Kombinationsleistung bezeichnet die Möglichkeit, das Sachleistungsbudget für einen ambulanten Pflegedienst nur teilweise auszuschöpfen und für den nicht in Anspruch genommenen Anteil anteiliges Pflegegeld zu beziehen. Sie richtet sich an Pflegebedürftige, die zu Hause sowohl von Angehörigen als auch von einem ambulanten Pflegedienst versorgt werden.
Rechtlicher Rahmen
Grundlage ist § 38 SGB XI. Nimmt eine pflegebedürftige Person die ihr zustehende Pflegesachleistung nur teilweise in Anspruch, wird der nicht verbrauchte Prozentanteil des Sachleistungsbudgets als entsprechender Prozentanteil des Pflegegelds ausgezahlt. Wird beispielsweise die Hälfte des Sachleistungsbudgets für den Pflegedienst genutzt, besteht Anspruch auf die Hälfte des sonst zustehenden Pflegegelds.

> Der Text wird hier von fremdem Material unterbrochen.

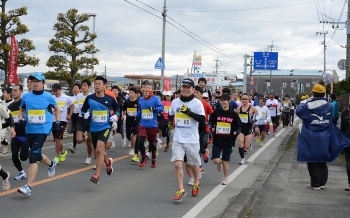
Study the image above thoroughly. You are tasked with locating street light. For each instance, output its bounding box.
[85,13,97,74]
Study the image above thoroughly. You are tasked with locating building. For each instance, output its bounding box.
[247,69,330,97]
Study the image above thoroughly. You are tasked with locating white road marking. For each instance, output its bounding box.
[182,165,248,218]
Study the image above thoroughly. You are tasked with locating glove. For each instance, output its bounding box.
[168,122,174,129]
[109,114,119,122]
[148,107,157,112]
[112,122,118,130]
[84,112,90,120]
[54,121,60,130]
[180,104,190,114]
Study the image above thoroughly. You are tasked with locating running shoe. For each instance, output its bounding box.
[239,158,246,165]
[174,189,186,203]
[256,137,261,143]
[130,154,140,162]
[2,172,11,191]
[203,149,209,163]
[68,146,75,154]
[90,174,100,184]
[187,178,194,186]
[216,162,222,172]
[15,170,27,180]
[192,182,199,197]
[47,159,57,177]
[17,185,32,195]
[139,159,147,167]
[60,151,67,162]
[54,157,60,164]
[85,157,91,164]
[106,157,113,176]
[221,177,228,185]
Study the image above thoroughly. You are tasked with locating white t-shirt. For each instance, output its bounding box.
[169,98,205,143]
[77,93,91,117]
[256,106,271,125]
[265,99,278,117]
[53,94,73,122]
[70,95,80,114]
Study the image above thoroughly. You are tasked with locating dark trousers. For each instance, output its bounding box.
[344,147,350,185]
[307,162,328,188]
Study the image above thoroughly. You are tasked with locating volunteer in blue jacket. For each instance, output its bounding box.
[296,84,350,190]
[136,82,164,168]
[81,76,120,184]
[18,73,60,195]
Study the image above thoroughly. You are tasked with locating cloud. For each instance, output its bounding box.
[7,0,346,78]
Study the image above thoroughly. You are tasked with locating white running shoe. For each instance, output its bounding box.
[239,158,246,165]
[85,157,91,164]
[47,160,57,178]
[187,178,194,186]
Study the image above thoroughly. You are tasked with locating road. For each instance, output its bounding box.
[0,124,291,218]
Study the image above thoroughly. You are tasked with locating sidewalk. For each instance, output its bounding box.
[250,135,350,218]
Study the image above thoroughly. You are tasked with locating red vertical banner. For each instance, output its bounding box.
[164,78,170,91]
[7,35,19,84]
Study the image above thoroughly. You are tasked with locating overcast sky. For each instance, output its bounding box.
[6,0,347,78]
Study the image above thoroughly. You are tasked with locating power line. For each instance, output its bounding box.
[169,13,316,24]
[169,1,313,13]
[124,0,243,62]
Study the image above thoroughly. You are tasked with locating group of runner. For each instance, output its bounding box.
[0,73,292,202]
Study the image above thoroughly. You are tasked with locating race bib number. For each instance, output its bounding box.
[175,113,191,128]
[216,122,231,135]
[238,114,248,123]
[142,109,153,120]
[126,108,137,117]
[28,110,46,124]
[164,106,170,113]
[92,110,108,123]
[11,111,19,123]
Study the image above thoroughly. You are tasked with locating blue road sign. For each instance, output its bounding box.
[254,52,278,70]
[154,57,165,69]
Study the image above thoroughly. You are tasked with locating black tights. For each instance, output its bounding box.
[11,138,29,172]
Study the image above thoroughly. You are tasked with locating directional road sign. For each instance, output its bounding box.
[254,52,278,70]
[154,57,165,69]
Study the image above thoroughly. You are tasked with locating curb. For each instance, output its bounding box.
[220,123,298,218]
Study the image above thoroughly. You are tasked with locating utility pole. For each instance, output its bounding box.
[267,41,276,93]
[160,0,166,91]
[214,58,220,74]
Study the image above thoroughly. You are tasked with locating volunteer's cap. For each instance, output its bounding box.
[181,78,194,87]
[312,84,326,93]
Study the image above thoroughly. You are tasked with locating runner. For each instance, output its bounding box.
[74,79,96,164]
[168,78,205,202]
[136,82,164,168]
[265,93,279,136]
[210,94,241,185]
[123,87,139,157]
[161,91,173,152]
[255,98,271,147]
[18,73,60,195]
[67,83,81,154]
[237,93,261,165]
[8,84,29,180]
[81,76,120,184]
[0,165,11,191]
[52,83,74,164]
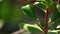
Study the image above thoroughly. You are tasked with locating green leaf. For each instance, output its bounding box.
[20,24,42,32]
[22,5,36,20]
[1,0,10,19]
[51,8,60,21]
[48,30,60,34]
[40,20,45,27]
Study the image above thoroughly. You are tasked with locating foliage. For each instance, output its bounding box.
[19,0,60,34]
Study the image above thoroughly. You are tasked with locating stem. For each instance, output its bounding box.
[44,8,48,34]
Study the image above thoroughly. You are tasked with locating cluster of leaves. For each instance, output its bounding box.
[21,0,60,34]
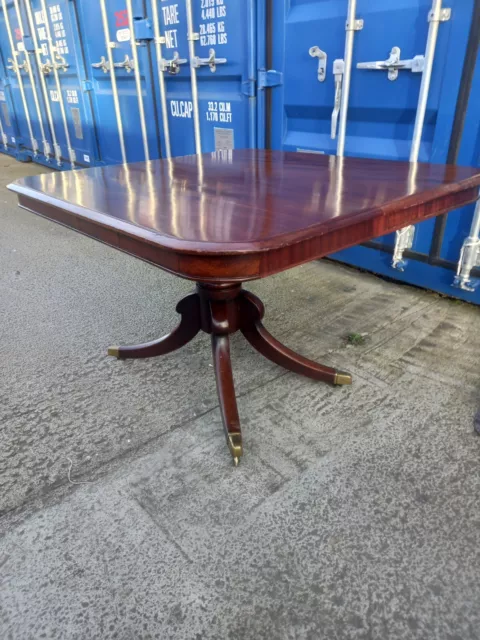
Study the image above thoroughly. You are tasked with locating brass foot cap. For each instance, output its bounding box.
[333,371,352,385]
[227,433,243,467]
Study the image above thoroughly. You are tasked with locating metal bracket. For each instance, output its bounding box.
[192,49,227,73]
[392,224,415,271]
[345,18,363,31]
[308,46,327,82]
[113,55,135,73]
[90,56,110,73]
[357,47,425,81]
[428,8,452,22]
[453,236,480,292]
[258,69,283,89]
[162,51,188,76]
[330,58,345,140]
[53,144,62,167]
[55,53,70,71]
[7,58,29,73]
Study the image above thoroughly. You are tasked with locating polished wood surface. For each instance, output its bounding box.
[10,150,480,464]
[10,150,480,282]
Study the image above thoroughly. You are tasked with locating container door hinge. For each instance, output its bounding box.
[258,69,283,89]
[242,80,256,98]
[357,47,425,80]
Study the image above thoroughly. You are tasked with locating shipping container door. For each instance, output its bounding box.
[150,0,256,156]
[268,0,480,302]
[0,44,25,159]
[23,0,97,169]
[0,0,51,164]
[78,0,160,164]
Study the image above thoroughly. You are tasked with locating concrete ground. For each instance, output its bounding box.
[0,155,480,640]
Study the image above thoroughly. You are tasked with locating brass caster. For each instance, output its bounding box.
[227,433,243,467]
[333,371,352,385]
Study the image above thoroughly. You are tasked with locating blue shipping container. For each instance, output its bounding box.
[0,0,480,304]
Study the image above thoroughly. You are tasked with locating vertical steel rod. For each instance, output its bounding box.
[337,0,357,157]
[38,0,76,169]
[127,0,149,161]
[13,0,51,158]
[100,0,127,164]
[152,0,172,158]
[392,0,442,271]
[2,0,38,156]
[186,0,202,154]
[25,0,62,166]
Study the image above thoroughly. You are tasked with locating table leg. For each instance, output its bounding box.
[241,291,352,385]
[108,293,201,360]
[212,334,243,466]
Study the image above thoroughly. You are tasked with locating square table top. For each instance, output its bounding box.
[9,149,480,279]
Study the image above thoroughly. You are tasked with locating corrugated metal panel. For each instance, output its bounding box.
[270,0,480,303]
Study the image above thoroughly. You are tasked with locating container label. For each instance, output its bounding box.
[162,3,180,49]
[115,9,128,27]
[67,89,78,104]
[206,100,232,123]
[213,127,234,151]
[117,29,130,42]
[0,102,10,127]
[72,107,83,140]
[200,0,228,47]
[35,11,45,26]
[170,100,193,118]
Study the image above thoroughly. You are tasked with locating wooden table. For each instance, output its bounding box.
[9,150,480,464]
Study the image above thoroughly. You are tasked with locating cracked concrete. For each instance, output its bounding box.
[0,156,480,640]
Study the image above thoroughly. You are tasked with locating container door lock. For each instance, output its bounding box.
[113,55,135,73]
[192,49,227,73]
[357,47,425,81]
[308,47,327,82]
[162,51,188,76]
[7,58,28,73]
[55,53,70,71]
[330,59,345,140]
[90,56,110,73]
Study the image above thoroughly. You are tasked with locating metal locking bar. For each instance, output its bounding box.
[25,0,62,167]
[337,0,363,157]
[392,0,451,271]
[357,47,425,81]
[453,201,480,292]
[161,51,188,76]
[113,55,135,73]
[13,0,51,159]
[152,2,172,158]
[2,0,38,156]
[95,0,127,164]
[126,0,150,162]
[308,46,327,82]
[330,59,345,140]
[91,56,110,73]
[41,0,76,169]
[186,0,202,154]
[192,49,227,73]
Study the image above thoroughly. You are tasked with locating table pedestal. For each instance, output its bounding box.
[108,283,352,465]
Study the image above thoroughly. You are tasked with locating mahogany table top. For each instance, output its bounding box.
[9,150,480,282]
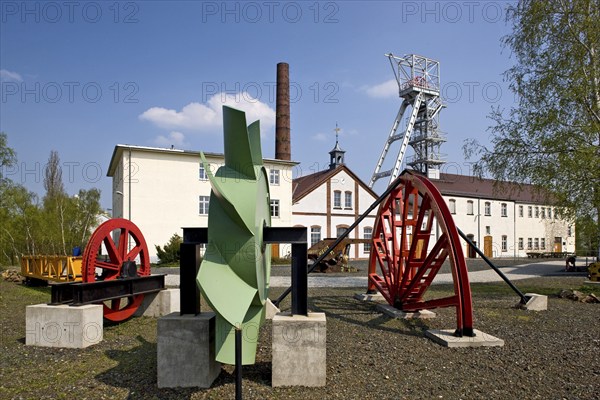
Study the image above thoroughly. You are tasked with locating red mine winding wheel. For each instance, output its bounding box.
[369,171,473,336]
[81,218,150,322]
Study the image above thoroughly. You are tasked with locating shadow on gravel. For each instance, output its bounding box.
[309,296,430,337]
[96,336,198,399]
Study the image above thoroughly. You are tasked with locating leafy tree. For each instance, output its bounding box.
[464,0,600,260]
[154,234,183,264]
[0,133,101,265]
[44,150,65,199]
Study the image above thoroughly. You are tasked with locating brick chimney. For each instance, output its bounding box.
[275,63,292,161]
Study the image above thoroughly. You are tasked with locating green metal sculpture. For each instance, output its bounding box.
[196,106,271,364]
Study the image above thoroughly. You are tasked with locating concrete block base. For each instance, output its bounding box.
[354,292,385,301]
[271,313,327,387]
[265,299,281,319]
[425,329,504,347]
[25,304,104,349]
[134,289,180,318]
[377,304,435,319]
[156,312,221,388]
[517,293,548,311]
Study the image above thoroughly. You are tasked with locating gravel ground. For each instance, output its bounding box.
[0,268,600,399]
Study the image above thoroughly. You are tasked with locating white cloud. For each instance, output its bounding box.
[0,69,23,82]
[363,79,398,98]
[139,92,275,132]
[154,131,187,148]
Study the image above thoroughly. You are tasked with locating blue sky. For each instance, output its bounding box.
[0,0,514,207]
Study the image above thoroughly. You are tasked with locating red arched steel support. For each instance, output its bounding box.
[369,171,473,336]
[81,218,150,322]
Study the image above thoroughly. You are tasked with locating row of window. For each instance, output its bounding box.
[448,199,508,217]
[310,226,373,253]
[518,238,546,250]
[448,199,556,219]
[333,190,352,210]
[198,164,281,185]
[198,196,280,218]
[519,206,556,219]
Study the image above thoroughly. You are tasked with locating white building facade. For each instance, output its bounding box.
[433,174,575,257]
[107,145,297,262]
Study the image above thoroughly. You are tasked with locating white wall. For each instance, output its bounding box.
[111,146,294,262]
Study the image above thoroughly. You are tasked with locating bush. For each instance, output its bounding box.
[154,234,183,264]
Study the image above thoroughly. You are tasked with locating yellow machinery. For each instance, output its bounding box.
[21,256,83,282]
[588,261,600,282]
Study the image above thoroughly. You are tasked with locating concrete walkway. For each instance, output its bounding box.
[165,260,572,288]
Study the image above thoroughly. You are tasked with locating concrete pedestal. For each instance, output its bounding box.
[157,312,221,388]
[517,293,548,311]
[354,292,385,301]
[425,329,504,347]
[25,304,104,349]
[377,304,435,319]
[134,289,180,318]
[271,313,327,387]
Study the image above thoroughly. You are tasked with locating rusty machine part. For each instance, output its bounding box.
[81,218,150,322]
[588,261,600,282]
[307,238,371,272]
[369,171,473,336]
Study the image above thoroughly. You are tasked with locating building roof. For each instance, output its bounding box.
[432,174,548,204]
[292,165,378,203]
[106,144,298,176]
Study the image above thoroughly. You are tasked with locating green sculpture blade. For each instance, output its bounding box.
[196,107,271,364]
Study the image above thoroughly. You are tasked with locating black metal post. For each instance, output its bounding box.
[179,243,202,315]
[456,228,529,304]
[273,172,408,307]
[292,242,308,315]
[235,329,242,400]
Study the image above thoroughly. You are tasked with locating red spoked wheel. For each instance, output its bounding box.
[369,171,473,336]
[81,218,150,322]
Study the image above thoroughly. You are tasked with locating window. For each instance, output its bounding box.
[363,226,373,253]
[310,226,321,246]
[344,192,352,209]
[269,169,279,185]
[198,196,210,215]
[198,164,208,181]
[448,199,456,214]
[333,190,342,208]
[271,200,279,217]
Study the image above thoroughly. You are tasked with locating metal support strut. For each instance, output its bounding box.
[457,228,529,304]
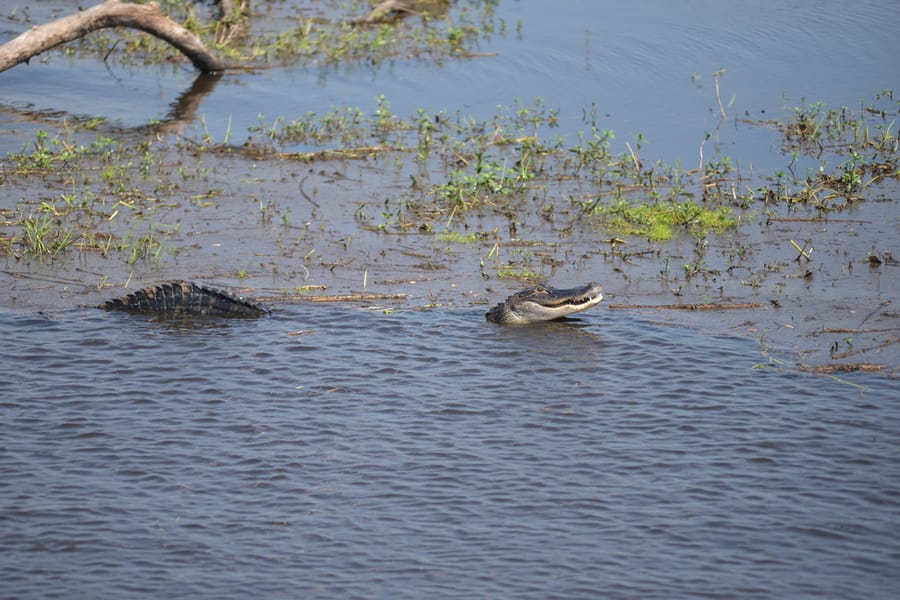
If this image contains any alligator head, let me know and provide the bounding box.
[485,283,603,323]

Die einmal gewählte Kombination bindet die Pflegekasse und die pflegebedürftige Person in der Regel für sechs Monate, bevor eine Neuberechnung erfolgen kann.
Bedeutung für die Praxis
Für ambulante Pflegedienste ist die Kombinationsleistung ein relevantes Abrechnungsmodell, weil ein erheblicher Teil der Kundschaft nicht das volle Sachleistungsbudget beansprucht, sondern Leistungen mit der Pflege durch Angehörige verbindet. Pflegedienstleitungen müssen bei der Tourenplanung und der Abrechnung berücksichtigen, dass sich der abrechenbare Sachleistungsanteil individuell unterscheidet und im Verlauf angepasst werden kann, etwa wenn sich der Unterstützungsbedarf ändert oder der Pflegegrad neu festgestellt wird. In der Beratung, etwa im Pflegeberatung nach § 7a SGB XI, gehört die Erläuterung der Kombinationsleistung zu den häufigen Themen, weil viele Angehörige die Wahlmöglichkeit zunächst nicht kennen.
Abgrenzung
Die Kombinationsleistung ist vom Entlastungsbetrag zu unterscheiden, der zusätzlich und unabhängig vom gewählten Verhältnis aus Geld- und Sachleistung zur Verfügung steht. Von der Verhinderungspflege unterscheidet sie sich dadurch, dass sie die reguläre laufende Versorgung betrifft und nicht den zeitweisen Ausfall der Pflegeperson.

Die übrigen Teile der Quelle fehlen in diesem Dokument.